Véritable "atout" commercial, le GDS et DDCSPP (ex-DDPP) insistaient pour conserver le « capital sanitaire » français, en intensifiant la campagne IBR ou en faisant attention à la « résurgence » de la tuberculose.

En parallèle, le marché intérieur pourrait bientôt être attaqué par des importations massives en provenance du continent américain, puisque les premières négociations trans-atlantiques laissent craindre dès 2016, l’arrivée prochaine de 76.000 t de viandes provenant du Canada, 300.000 t des Etats-Unis (réciprocité) et 500.000 t d’Amérique du Sud, soit près d’un million de t au total chaque année.

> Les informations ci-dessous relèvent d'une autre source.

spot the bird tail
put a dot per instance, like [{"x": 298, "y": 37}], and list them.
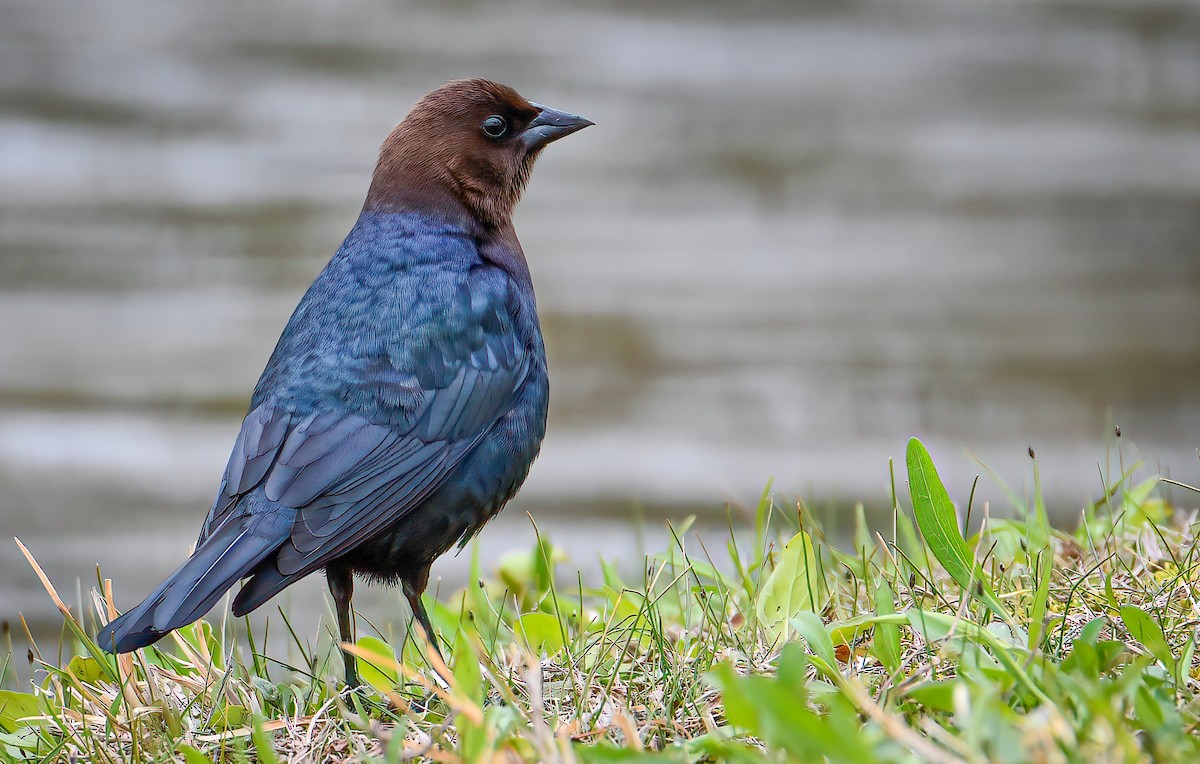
[{"x": 227, "y": 555}]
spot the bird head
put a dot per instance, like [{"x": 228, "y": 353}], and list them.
[{"x": 466, "y": 148}]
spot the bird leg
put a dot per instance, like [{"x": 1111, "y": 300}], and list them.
[
  {"x": 341, "y": 585},
  {"x": 413, "y": 590}
]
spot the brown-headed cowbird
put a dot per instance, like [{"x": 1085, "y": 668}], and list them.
[{"x": 407, "y": 396}]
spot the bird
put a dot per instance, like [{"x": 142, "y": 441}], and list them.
[{"x": 407, "y": 396}]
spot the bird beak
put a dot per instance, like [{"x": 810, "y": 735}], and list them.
[{"x": 550, "y": 125}]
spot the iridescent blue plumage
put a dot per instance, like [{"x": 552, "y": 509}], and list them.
[{"x": 405, "y": 399}]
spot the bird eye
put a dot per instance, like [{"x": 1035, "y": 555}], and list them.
[{"x": 496, "y": 126}]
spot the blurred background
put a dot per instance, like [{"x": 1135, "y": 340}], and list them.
[{"x": 799, "y": 233}]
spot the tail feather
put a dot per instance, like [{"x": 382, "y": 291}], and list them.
[
  {"x": 267, "y": 583},
  {"x": 227, "y": 555}
]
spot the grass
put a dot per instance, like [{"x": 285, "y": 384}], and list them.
[{"x": 1018, "y": 643}]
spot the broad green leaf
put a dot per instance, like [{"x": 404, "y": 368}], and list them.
[
  {"x": 940, "y": 527},
  {"x": 85, "y": 669},
  {"x": 810, "y": 626},
  {"x": 229, "y": 717},
  {"x": 1149, "y": 633},
  {"x": 936, "y": 695},
  {"x": 192, "y": 756},
  {"x": 541, "y": 632},
  {"x": 378, "y": 674},
  {"x": 792, "y": 588},
  {"x": 16, "y": 707}
]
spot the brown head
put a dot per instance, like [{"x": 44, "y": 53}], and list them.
[{"x": 466, "y": 148}]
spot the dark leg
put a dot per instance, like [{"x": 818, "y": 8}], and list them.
[
  {"x": 413, "y": 590},
  {"x": 341, "y": 585}
]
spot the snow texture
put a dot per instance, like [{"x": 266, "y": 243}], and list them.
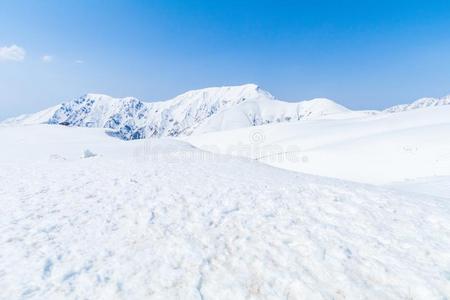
[{"x": 159, "y": 219}]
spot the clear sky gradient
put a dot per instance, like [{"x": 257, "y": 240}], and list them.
[{"x": 362, "y": 54}]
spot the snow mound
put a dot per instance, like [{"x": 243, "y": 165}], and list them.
[{"x": 376, "y": 149}]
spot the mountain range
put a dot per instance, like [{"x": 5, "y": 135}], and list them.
[{"x": 198, "y": 111}]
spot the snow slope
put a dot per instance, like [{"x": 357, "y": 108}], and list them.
[
  {"x": 210, "y": 109},
  {"x": 160, "y": 219},
  {"x": 380, "y": 149},
  {"x": 420, "y": 103}
]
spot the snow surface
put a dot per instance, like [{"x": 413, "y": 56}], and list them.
[
  {"x": 421, "y": 103},
  {"x": 160, "y": 219},
  {"x": 377, "y": 149}
]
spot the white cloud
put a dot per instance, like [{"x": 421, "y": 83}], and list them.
[
  {"x": 47, "y": 58},
  {"x": 13, "y": 52}
]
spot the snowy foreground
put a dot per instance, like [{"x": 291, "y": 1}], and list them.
[{"x": 162, "y": 220}]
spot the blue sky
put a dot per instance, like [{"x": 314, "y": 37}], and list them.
[{"x": 363, "y": 54}]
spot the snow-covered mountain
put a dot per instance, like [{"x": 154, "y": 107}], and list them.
[
  {"x": 420, "y": 103},
  {"x": 208, "y": 109}
]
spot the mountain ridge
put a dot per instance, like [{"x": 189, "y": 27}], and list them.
[{"x": 196, "y": 111}]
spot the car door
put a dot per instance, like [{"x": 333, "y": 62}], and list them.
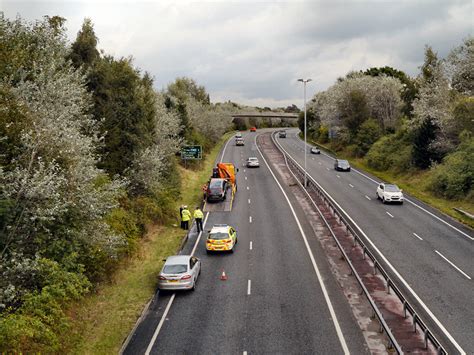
[
  {"x": 193, "y": 267},
  {"x": 380, "y": 190}
]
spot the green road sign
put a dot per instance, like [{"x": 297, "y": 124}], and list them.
[{"x": 191, "y": 152}]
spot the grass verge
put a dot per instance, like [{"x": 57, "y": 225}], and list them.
[
  {"x": 102, "y": 320},
  {"x": 414, "y": 184}
]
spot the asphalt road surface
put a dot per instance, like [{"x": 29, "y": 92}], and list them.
[
  {"x": 433, "y": 254},
  {"x": 273, "y": 301}
]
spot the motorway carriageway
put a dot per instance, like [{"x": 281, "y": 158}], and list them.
[
  {"x": 433, "y": 255},
  {"x": 280, "y": 296}
]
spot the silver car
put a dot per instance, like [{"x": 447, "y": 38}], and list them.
[
  {"x": 252, "y": 162},
  {"x": 180, "y": 272}
]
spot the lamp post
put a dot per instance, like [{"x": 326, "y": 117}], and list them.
[{"x": 304, "y": 81}]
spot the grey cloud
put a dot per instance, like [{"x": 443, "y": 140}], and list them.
[{"x": 256, "y": 51}]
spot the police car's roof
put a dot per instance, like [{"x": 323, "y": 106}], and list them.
[{"x": 220, "y": 228}]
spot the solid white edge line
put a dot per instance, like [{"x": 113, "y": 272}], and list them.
[
  {"x": 313, "y": 261},
  {"x": 416, "y": 235},
  {"x": 408, "y": 287},
  {"x": 158, "y": 328},
  {"x": 452, "y": 264},
  {"x": 409, "y": 201},
  {"x": 421, "y": 208},
  {"x": 170, "y": 302}
]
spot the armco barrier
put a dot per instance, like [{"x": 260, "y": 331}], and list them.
[{"x": 313, "y": 185}]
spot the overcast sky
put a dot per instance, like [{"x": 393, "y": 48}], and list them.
[{"x": 253, "y": 52}]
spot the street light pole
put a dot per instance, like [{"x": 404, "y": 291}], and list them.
[{"x": 305, "y": 152}]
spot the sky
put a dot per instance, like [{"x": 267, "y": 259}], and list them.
[{"x": 253, "y": 52}]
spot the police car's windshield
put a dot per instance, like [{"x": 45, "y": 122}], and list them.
[{"x": 218, "y": 235}]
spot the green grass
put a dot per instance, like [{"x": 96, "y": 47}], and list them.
[
  {"x": 102, "y": 321},
  {"x": 414, "y": 183}
]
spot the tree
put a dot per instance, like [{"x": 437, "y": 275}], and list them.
[
  {"x": 460, "y": 67},
  {"x": 184, "y": 89},
  {"x": 409, "y": 91},
  {"x": 433, "y": 104},
  {"x": 423, "y": 153},
  {"x": 84, "y": 50},
  {"x": 124, "y": 104},
  {"x": 355, "y": 111}
]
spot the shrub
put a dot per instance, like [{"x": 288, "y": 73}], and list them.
[{"x": 454, "y": 177}]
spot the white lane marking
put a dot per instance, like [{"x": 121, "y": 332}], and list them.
[
  {"x": 407, "y": 286},
  {"x": 158, "y": 328},
  {"x": 452, "y": 264},
  {"x": 313, "y": 261},
  {"x": 421, "y": 208}
]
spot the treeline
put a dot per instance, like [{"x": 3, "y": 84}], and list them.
[
  {"x": 88, "y": 158},
  {"x": 405, "y": 125}
]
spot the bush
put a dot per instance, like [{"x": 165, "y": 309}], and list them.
[
  {"x": 37, "y": 325},
  {"x": 454, "y": 177},
  {"x": 390, "y": 152}
]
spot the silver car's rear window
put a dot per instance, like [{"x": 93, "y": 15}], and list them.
[{"x": 175, "y": 269}]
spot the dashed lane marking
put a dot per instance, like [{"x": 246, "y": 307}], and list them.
[{"x": 452, "y": 264}]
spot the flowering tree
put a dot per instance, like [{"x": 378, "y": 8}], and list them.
[{"x": 55, "y": 195}]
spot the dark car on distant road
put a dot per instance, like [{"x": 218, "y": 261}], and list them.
[
  {"x": 342, "y": 165},
  {"x": 217, "y": 189}
]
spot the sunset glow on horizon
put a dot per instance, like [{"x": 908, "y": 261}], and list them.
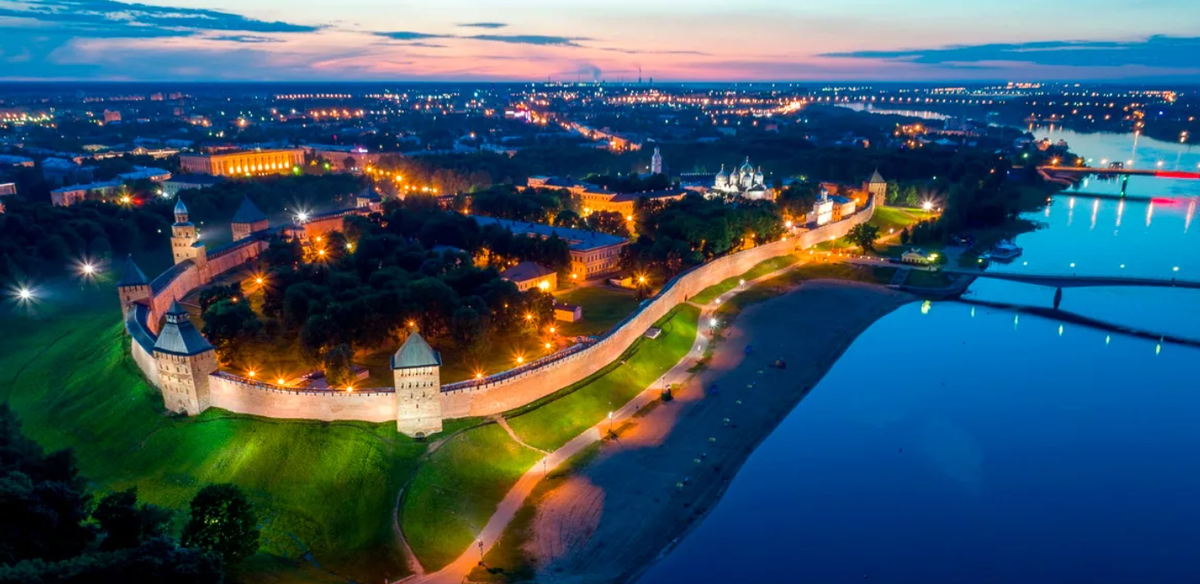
[{"x": 615, "y": 41}]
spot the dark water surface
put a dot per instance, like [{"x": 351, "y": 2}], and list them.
[{"x": 959, "y": 444}]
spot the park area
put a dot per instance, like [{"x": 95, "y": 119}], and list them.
[{"x": 327, "y": 492}]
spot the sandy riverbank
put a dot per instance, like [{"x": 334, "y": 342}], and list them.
[{"x": 609, "y": 521}]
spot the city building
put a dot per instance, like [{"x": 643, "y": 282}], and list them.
[
  {"x": 16, "y": 161},
  {"x": 745, "y": 182},
  {"x": 593, "y": 254},
  {"x": 65, "y": 172},
  {"x": 528, "y": 275},
  {"x": 172, "y": 186},
  {"x": 76, "y": 193},
  {"x": 244, "y": 163},
  {"x": 6, "y": 190},
  {"x": 337, "y": 155},
  {"x": 597, "y": 199}
]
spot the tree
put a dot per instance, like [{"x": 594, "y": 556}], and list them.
[
  {"x": 228, "y": 324},
  {"x": 223, "y": 522},
  {"x": 339, "y": 366},
  {"x": 42, "y": 499},
  {"x": 127, "y": 524},
  {"x": 863, "y": 235}
]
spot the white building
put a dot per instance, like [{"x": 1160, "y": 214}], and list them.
[{"x": 744, "y": 182}]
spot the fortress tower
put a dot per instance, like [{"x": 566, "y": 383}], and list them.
[
  {"x": 370, "y": 199},
  {"x": 877, "y": 187},
  {"x": 185, "y": 361},
  {"x": 415, "y": 369},
  {"x": 247, "y": 221},
  {"x": 184, "y": 236},
  {"x": 133, "y": 287}
]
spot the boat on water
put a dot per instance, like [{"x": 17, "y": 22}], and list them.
[{"x": 1005, "y": 251}]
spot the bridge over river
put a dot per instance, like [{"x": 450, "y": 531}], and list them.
[{"x": 1072, "y": 281}]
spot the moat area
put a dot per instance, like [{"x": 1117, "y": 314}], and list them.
[{"x": 967, "y": 444}]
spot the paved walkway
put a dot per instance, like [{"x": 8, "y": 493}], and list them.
[{"x": 456, "y": 572}]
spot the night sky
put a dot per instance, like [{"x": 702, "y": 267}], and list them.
[{"x": 568, "y": 40}]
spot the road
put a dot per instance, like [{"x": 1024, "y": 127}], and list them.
[{"x": 456, "y": 572}]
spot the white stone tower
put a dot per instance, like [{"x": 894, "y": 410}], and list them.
[
  {"x": 877, "y": 187},
  {"x": 417, "y": 372},
  {"x": 185, "y": 362},
  {"x": 184, "y": 236}
]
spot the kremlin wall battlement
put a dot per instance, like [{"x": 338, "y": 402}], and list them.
[{"x": 489, "y": 396}]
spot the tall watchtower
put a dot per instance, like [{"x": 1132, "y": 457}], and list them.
[
  {"x": 415, "y": 369},
  {"x": 184, "y": 235},
  {"x": 247, "y": 221},
  {"x": 185, "y": 361},
  {"x": 877, "y": 187},
  {"x": 133, "y": 287}
]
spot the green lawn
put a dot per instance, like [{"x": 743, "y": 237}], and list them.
[
  {"x": 573, "y": 410},
  {"x": 321, "y": 488},
  {"x": 760, "y": 270},
  {"x": 457, "y": 489},
  {"x": 894, "y": 217},
  {"x": 603, "y": 308}
]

BPI : 90 % des décisions prises en régions


René Gaucher de la Banque publique d’investissement (BPI, ex-OSEO) présentait les soutiens économiques que peut apporter la BPI. « Avec 37 implantations régionales, 90 % des décisions sont prises dans les régions contrairement à avant ou cela était centralisé au siège » de Maison Alfort. Deuxième élément important, la BPI se propose d’être présente à tous les stades de la vie de l’entreprise, de la création jusqu’à la transmission et toutes les étapes intermédiaires, comme le développement ou l’exportation. Particularité, la BPI garantit les banques classiques. Les taux de garantie varient en fonction des finalités. Pour une reprise, la BPI peut aller jusqu’à garantir 50 %, évitant d’hypothéquer trop ses biens personnels. Autre dispositif pour les petites entreprises en création, une rallonge, un prêt allant jusqu’à 7.000 € sur 5 ans à un taux de 2,14 % à condition d’avoir levé une dette bancaire au même moment.

La BPI peut également intervenir pour soutenir et renforcer des besoins de trésorerie. « On est là pour accompagner les projets et pas pour les censurer. On vérifie la pérennité des entreprises malgré les difficultés passagères ou la conjoncture sectorielle difficile ».

Des arguments qui séduisaient les négociants. La FFCB vient d’ailleurs de créer une commission Jeune. Son président invitait tous les volontaires à la rejoindre. « Il faut pérenniser le métier et éclairer l’avenir », motivait Alexandre Carcouet. Une trentaine de « soldats » sont déjà inscrits partout en France.